Sun, Jul 27, 2003 - Page 3 News List

Truku tribe set to become 12th indigenous population

By Ko Shu-ling  /  STAFF REPORTER

Premier Yu Shyi-kun yesterday announced that the Truku (太魯閣) of Hualien County will become the nation's 12th indigenous tribe.

"I don't have any problem with making the Truku the nation's 12th indigenous tribe and we'll try to clear the administrative procedure by the end of the year," Yu said.

Yu made the remark yesterday afternoon while visiting the county's Hsiulin township, where most of the county's Truku people live.

Chairman of the Cabinet's Council of Aboriginal Affairs Chen Chien-nien (陳建年) later said that the council will make efforts to complete the procedure by September.

The Truku tribe and its ancestors, the Sedeq of Nantou County, have long been categorized a distinct part of the Atayal tribal system.

While there are about 30,000 Truku residing in Hualien's Hsiulin, Wanron and Choushi townships, about 7,000 Sedeq people are scattered in the 12 villages of Nantou County's Jenai Township.

Following the government's recognition of the Thao as the nation's 10th official Aboriginal tribe in 2001, the Cabinet last year approved a proposal to recognize the Kavalan people as the nation's 11th Aboriginal tribe.

A Truku of Hualien County's Hsiulin township, Lee Chih-shoon (李季順), whose Aboriginal name is Tera Yadau (鐵拉.尤道), said yesterday that he was appreciative of the premier's pledge.

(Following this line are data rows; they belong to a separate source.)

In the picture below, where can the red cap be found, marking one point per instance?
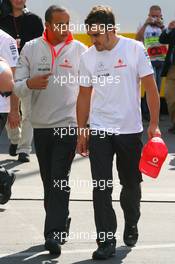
(153, 156)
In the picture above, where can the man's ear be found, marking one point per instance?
(47, 25)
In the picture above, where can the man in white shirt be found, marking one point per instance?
(110, 75)
(43, 71)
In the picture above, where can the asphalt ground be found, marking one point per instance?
(22, 219)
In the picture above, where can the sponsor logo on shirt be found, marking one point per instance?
(13, 51)
(66, 64)
(44, 66)
(120, 64)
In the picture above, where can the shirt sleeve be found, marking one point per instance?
(144, 66)
(22, 73)
(85, 77)
(10, 52)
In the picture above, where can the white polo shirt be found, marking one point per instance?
(115, 78)
(9, 52)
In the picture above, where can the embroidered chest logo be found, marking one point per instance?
(66, 64)
(120, 64)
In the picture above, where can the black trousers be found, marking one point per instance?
(3, 120)
(55, 155)
(128, 151)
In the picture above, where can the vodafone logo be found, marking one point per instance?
(155, 160)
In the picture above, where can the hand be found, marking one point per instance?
(149, 20)
(39, 82)
(14, 119)
(82, 145)
(171, 25)
(153, 131)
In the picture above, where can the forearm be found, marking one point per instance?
(83, 109)
(140, 33)
(153, 101)
(14, 103)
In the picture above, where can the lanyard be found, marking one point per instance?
(52, 49)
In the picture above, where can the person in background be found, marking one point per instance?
(6, 86)
(23, 26)
(168, 37)
(9, 103)
(149, 34)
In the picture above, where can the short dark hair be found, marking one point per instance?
(51, 10)
(155, 7)
(100, 15)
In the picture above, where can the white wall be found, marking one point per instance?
(129, 13)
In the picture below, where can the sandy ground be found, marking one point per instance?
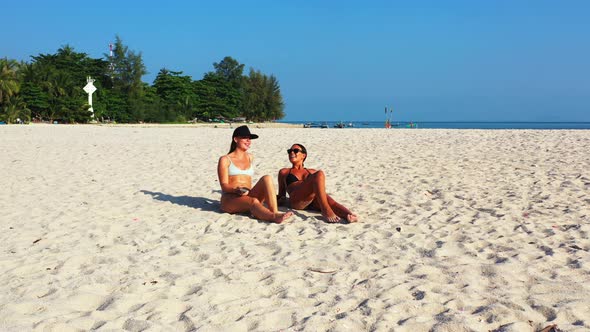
(119, 228)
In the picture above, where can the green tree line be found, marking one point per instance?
(50, 88)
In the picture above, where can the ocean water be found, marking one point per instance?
(449, 125)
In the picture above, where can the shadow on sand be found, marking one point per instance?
(200, 203)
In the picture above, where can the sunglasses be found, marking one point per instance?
(295, 151)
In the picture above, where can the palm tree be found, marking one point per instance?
(16, 108)
(9, 84)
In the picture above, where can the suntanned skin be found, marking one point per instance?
(310, 190)
(235, 201)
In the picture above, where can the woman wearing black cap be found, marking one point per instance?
(307, 188)
(235, 171)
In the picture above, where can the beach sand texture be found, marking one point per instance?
(119, 228)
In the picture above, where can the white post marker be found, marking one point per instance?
(89, 89)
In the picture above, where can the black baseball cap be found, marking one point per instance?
(244, 131)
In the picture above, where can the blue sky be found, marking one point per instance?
(347, 60)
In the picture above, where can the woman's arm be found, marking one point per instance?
(282, 184)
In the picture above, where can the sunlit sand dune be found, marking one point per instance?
(119, 228)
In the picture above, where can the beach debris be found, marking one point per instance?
(321, 271)
(153, 282)
(550, 328)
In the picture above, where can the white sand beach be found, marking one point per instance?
(118, 228)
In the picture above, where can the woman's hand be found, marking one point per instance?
(242, 191)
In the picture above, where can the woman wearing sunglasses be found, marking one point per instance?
(307, 188)
(235, 171)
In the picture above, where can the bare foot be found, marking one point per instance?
(280, 217)
(351, 217)
(331, 218)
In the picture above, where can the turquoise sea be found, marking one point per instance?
(447, 125)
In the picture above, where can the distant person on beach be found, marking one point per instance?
(307, 188)
(235, 171)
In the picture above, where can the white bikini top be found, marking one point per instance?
(234, 170)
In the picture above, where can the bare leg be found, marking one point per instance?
(264, 191)
(236, 204)
(313, 188)
(342, 211)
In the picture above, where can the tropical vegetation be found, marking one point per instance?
(50, 88)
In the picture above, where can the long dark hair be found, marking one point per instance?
(233, 146)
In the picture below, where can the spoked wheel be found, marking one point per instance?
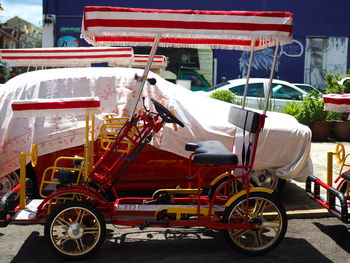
(8, 182)
(267, 213)
(75, 230)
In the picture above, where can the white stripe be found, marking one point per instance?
(181, 33)
(188, 17)
(64, 55)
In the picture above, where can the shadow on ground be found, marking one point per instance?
(172, 245)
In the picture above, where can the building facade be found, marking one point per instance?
(28, 34)
(320, 45)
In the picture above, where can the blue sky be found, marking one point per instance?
(29, 10)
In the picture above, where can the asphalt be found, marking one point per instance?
(294, 198)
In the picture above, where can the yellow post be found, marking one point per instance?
(92, 140)
(22, 180)
(86, 148)
(329, 171)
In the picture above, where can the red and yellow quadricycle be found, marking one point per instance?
(79, 199)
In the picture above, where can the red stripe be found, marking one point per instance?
(67, 57)
(337, 100)
(228, 42)
(56, 105)
(188, 11)
(187, 25)
(65, 50)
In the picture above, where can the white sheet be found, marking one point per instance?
(284, 144)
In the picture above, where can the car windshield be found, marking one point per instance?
(306, 88)
(217, 86)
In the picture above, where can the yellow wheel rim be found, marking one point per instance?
(75, 231)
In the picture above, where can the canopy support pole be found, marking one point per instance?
(252, 47)
(146, 71)
(267, 98)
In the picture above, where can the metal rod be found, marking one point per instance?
(267, 98)
(329, 172)
(252, 47)
(146, 71)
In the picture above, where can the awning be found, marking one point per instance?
(63, 57)
(120, 26)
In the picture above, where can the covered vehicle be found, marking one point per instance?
(204, 119)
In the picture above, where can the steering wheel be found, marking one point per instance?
(165, 114)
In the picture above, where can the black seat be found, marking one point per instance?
(214, 152)
(346, 176)
(211, 152)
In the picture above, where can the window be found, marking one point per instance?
(254, 90)
(195, 81)
(280, 91)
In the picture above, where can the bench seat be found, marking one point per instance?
(211, 152)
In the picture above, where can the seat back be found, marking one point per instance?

"We've been campaigning for the official recognition of our tribe for over 10 years and I'm thrilled that our hard work is now paying off," he said.

Representing his own people, Tera Yadau yesterday expressed to Yu the tribe's wish to be officially recognized as the nation's 12th indigenous tribe during Yu's visit to Tera Yadau's hometown.

In mid July, Tera Yadau petitioned to President Chen Shui-bian (陳水扁) when Chen traveled to the county to solicit opinions from leaders of local small and medium enterprise leaders and representatives of the academic circle.

The DPP's Central Standing Committee, where Chen doubles up as the chairman, also passed a resolution last week to support the tribe's campaign.

Earlier in June, Tera Yadau, who had managed to collect 15,000 signatures from his people, took the case to the Aboriginal council for further review, pending the final approval of the Cabinet.

The series of actions came after the passage of a resolution in October last year by the town halls of Hsiulin and Wanron to step up their efforts for the campaign.

A former KMT member, Tera Yudau said Yu's pledge does little to sway his decision on the upcoming Hualien election.

"I'll cast my vote to the candidate who cares about the welfare and interest of the Aboriginal people," he said.

Painting Yu's decision as "hasty and immature," Watan Halu (瓦旦.哈路) of Nantou County's Sedeq tribe said that the government should have conducted more study on the two tribes' pedigree, demography, cultural uniqueness and language before rushing to the decision.

"It does nothing but separate us from our own blood brothers, the Truku," said Watan Halu, secretary to Nantou County's Jenai township administrator. "It'll definitely cause a ripple effect among my people."